The wheelchair-bound Wu was indicted on Nov. 3, 2006 for using fake receipts to claim NT$14.8 million (US$460,000) in reimbursements from the president’s “special state affairs” fund between 2002 and 2006 while her husband was president.
Chen is suspected of money laundering, taking bribes, forgery and embezzling NT$15 million during his two terms in office. Chen has admitted to using false receipts to claim money from a fund set aside for national affairs, but said the money was used for “secret diplomatic missions” that he could not publicly disclose.
Earlier yesterday, former premier Yu Shyi-kun was also summoned by the SIP for questioning on his possible role in a graft investigation involving Chen and Wu.
Yu was questioned over his Cabinet’s approval of Hsinchu Science Park’s purchase of a piece of land in Longtan (龍潭), Taoyuan County, at a higher-than-market price in 2004.
Chairman of Taiwan Cement Corporation Leslie Koo (辜成允) inherited the land from his brother, and investigators found that the company wired large sums to overseas bank accounts opened by two proxies of the first family after the land was sold to Hsinchu Science Park in February 2004.

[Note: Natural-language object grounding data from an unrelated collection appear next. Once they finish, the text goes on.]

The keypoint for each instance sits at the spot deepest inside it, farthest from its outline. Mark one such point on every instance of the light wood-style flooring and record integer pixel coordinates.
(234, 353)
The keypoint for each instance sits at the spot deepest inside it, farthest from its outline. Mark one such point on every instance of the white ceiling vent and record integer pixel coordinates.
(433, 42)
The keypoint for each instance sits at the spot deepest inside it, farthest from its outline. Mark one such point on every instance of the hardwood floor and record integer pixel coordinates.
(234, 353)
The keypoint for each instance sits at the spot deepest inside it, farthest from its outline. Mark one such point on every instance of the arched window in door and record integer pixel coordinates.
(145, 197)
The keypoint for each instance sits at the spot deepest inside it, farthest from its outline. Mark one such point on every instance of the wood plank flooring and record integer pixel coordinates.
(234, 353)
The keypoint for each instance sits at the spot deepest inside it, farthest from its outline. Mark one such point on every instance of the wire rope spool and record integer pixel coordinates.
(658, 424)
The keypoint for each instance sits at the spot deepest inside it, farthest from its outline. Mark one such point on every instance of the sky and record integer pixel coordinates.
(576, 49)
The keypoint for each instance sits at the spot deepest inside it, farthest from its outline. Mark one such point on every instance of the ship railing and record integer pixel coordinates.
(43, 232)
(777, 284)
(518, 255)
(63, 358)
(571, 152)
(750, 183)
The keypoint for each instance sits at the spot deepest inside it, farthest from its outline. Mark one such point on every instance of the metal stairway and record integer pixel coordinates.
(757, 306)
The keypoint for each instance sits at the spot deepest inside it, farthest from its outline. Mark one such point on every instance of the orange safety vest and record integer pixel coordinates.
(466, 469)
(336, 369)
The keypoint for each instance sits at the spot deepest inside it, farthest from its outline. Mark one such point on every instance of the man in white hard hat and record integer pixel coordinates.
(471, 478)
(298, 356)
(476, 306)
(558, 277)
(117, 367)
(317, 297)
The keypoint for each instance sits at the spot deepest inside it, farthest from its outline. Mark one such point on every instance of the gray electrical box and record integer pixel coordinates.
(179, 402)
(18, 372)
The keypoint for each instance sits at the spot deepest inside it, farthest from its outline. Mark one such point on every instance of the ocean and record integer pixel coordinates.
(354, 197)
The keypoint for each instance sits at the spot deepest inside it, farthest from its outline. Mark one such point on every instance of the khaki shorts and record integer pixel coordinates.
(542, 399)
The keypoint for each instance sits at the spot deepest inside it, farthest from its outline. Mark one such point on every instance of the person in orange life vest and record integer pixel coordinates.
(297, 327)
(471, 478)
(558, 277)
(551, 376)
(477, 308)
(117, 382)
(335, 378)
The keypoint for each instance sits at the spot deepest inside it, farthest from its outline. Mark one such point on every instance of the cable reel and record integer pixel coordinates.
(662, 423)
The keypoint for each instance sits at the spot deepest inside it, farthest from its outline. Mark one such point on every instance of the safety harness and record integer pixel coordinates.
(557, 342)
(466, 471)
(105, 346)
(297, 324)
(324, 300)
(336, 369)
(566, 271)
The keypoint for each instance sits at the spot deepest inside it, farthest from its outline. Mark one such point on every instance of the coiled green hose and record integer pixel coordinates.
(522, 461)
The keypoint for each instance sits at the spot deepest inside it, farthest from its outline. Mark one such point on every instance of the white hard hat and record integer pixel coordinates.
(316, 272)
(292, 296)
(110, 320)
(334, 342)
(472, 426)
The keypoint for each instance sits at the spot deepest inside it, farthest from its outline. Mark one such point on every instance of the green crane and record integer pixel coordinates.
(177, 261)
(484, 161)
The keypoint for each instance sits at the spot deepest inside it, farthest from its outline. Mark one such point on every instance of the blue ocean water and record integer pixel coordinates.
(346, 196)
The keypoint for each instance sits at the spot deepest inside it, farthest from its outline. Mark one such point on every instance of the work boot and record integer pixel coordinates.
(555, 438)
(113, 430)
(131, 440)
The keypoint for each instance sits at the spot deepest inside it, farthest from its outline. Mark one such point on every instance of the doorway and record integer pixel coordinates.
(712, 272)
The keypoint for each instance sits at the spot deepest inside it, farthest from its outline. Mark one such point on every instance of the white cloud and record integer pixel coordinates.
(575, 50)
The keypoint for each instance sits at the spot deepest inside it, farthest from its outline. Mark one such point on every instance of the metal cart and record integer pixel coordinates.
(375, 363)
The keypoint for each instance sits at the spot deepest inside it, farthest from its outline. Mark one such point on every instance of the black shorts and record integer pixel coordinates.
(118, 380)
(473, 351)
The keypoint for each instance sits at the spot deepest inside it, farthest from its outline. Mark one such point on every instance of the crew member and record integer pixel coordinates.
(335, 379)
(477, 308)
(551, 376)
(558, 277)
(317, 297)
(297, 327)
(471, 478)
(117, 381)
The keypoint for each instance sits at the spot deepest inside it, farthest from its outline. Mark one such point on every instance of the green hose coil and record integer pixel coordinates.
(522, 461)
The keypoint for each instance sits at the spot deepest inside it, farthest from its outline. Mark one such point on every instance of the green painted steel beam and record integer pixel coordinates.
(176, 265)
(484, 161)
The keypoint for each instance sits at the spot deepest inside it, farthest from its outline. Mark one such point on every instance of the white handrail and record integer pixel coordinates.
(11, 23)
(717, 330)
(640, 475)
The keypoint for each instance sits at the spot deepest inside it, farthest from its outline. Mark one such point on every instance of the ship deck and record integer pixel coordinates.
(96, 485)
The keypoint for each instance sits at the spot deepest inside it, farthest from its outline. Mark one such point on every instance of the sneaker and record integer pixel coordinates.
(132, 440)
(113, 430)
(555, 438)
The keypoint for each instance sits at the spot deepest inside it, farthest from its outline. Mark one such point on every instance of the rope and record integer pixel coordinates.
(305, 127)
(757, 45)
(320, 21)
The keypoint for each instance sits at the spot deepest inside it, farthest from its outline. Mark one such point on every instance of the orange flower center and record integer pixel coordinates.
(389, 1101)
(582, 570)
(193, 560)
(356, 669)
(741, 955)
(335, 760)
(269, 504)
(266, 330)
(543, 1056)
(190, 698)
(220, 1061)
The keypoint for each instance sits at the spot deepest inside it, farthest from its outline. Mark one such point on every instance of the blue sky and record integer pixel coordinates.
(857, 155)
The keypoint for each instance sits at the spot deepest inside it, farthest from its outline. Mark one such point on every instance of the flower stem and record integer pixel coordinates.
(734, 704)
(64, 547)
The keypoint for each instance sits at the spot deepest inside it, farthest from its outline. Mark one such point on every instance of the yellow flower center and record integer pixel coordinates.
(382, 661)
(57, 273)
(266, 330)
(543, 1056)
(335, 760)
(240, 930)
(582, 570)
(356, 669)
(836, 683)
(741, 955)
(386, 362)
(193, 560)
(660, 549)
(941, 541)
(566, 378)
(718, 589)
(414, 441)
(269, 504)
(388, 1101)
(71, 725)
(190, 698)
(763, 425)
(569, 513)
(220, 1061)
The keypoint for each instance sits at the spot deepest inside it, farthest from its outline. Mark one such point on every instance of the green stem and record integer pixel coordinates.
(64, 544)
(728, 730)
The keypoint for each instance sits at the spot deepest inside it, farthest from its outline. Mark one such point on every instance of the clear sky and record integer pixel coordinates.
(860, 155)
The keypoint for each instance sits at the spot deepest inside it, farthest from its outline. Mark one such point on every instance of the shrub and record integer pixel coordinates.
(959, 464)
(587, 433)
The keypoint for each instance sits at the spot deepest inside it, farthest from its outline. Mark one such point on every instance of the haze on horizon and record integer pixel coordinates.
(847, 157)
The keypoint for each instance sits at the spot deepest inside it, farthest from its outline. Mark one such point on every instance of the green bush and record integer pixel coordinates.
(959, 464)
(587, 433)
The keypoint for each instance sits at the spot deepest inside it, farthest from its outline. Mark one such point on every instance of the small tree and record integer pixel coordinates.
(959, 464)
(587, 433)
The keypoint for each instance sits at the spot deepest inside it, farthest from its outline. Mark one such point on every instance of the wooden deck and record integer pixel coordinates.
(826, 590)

The investigators suspect that the funds were kickbacks offered by the Koo’s firms for the land deal, which was finalized at what investigators claim to be an unreasonably high price.
Koo said recently he paid a total of NT$400 million to Wu as a “commission” for the land deal. Tsai Ming-che (蔡銘哲), who has claimed to be Wu’s special aide, confessed late last month to receiving NT$100 million and NT$420 million respectively on Wu’s behalf from the two Koos in 2003.
But in a recent interrogation, Wu told the prosecutors that she actually had received only NT$90 million and NT$200 million in “political contributions.”
Yu yesterday told prosecutors that he was the authority who approved the deal on behalf of the government, but the entire deal was legal and clean, he said.